Thread overview
Flaoting point operations : unexpected results
Jun 10, 2021
seany
Jun 10, 2021
Dennis
Jun 10, 2021
seany
Jun 10, 2021
Alain De Vos
Jun 11, 2021
frame
June 10, 2021

I have (as mentioned before) an AI project in D.
It is doing several million Floating Point operations.

However, i sometimes see, that the results are radically different.

The same input, fed to the same system .

I do not have and random values. There are some foreach loops.

By radically different, i mean, that the computation whether some points are within some bound or not goes completely out of control. Sometimes they produce correct result, sometimes all results are zero.

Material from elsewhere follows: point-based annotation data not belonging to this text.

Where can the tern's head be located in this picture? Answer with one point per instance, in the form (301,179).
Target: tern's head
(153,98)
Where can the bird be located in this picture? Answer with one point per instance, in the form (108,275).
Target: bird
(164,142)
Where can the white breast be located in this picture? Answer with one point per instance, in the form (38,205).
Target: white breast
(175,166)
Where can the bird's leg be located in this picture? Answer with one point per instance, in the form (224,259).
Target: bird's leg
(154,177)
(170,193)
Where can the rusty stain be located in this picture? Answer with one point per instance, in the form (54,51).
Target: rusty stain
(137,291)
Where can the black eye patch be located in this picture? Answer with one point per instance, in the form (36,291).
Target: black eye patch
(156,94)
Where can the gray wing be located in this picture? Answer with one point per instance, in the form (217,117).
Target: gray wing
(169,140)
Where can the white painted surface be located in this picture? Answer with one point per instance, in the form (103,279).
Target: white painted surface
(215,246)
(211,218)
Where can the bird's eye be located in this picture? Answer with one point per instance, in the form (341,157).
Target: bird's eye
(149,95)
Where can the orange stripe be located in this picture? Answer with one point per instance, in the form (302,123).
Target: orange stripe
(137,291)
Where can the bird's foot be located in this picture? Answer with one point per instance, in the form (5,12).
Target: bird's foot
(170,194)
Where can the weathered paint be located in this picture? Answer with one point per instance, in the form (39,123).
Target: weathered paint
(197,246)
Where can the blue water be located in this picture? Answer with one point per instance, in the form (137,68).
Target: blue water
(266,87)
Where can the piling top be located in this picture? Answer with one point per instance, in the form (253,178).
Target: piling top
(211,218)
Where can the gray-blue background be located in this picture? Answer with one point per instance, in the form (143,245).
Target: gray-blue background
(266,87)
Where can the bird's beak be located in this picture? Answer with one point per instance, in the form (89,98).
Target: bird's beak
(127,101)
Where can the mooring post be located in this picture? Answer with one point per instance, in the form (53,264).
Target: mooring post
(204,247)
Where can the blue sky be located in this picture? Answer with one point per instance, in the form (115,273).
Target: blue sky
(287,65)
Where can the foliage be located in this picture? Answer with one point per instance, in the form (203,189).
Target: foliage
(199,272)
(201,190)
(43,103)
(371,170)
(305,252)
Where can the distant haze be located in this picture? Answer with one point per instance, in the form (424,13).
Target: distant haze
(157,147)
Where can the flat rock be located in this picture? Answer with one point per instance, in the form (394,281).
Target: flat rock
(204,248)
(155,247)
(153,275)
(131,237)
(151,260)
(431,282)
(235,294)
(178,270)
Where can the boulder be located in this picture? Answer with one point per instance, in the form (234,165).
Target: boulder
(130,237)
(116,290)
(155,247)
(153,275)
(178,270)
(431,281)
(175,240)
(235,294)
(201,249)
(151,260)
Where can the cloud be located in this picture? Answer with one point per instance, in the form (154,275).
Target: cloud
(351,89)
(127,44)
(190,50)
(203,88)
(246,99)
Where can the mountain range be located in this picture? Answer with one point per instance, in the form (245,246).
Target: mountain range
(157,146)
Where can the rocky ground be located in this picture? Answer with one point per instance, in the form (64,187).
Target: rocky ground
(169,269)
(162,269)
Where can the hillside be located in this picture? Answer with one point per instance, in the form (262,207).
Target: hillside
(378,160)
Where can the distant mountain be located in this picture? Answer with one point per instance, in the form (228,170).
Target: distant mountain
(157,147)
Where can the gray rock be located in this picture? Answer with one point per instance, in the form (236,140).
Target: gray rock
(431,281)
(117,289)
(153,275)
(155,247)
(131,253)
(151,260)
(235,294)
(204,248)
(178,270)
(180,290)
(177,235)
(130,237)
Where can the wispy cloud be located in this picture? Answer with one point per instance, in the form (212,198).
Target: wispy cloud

Is there a "reproducability" problem?

Thank you.

June 10, 2021

On Thursday, 10 June 2021 at 19:37:36 UTC, seany wrote:

>

However, i sometimes see, that the results are radically different.

Are you using uninitialized memory or multi-threading?

June 10, 2021

On Thursday, 10 June 2021 at 19:51:51 UTC, Dennis wrote:

>

On Thursday, 10 June 2021 at 19:37:36 UTC, seany wrote:

>

However, i sometimes see, that the results are radically different.

Are you using uninitialized memory or multi-threading?

I am using things like :

double [][] myArr = new double [][] (0,0);

and

double [][] tempArr;

and

class myclass {

 int a ;
 this(){}
 ~this(){}
}

followed by :

myclass mc = new myclass;

I dont think these are "uninitialized"?

June 10, 2021

Normally computers are deterministic and same input produces same output. There is however theory on neural network stability and it can be tuned.

June 11, 2021

On Thursday, 10 June 2021 at 20:18:03 UTC, seany wrote:

>

On Thursday, 10 June 2021 at 19:51:51 UTC, Dennis wrote:

>

On Thursday, 10 June 2021 at 19:37:36 UTC, seany wrote:

>

However, i sometimes see, that the results are radically different.

Are you using uninitialized memory or multi-threading?

I am using things like :

double [][] myArr = new double [][] (0,0);

>

I dont think these are "uninitialized"?

Just to clarify, this statement does not initialize double values to 0. It just creates the array with lengths of 0. If you disable range checking as in release mode, you wouldn't see any error here.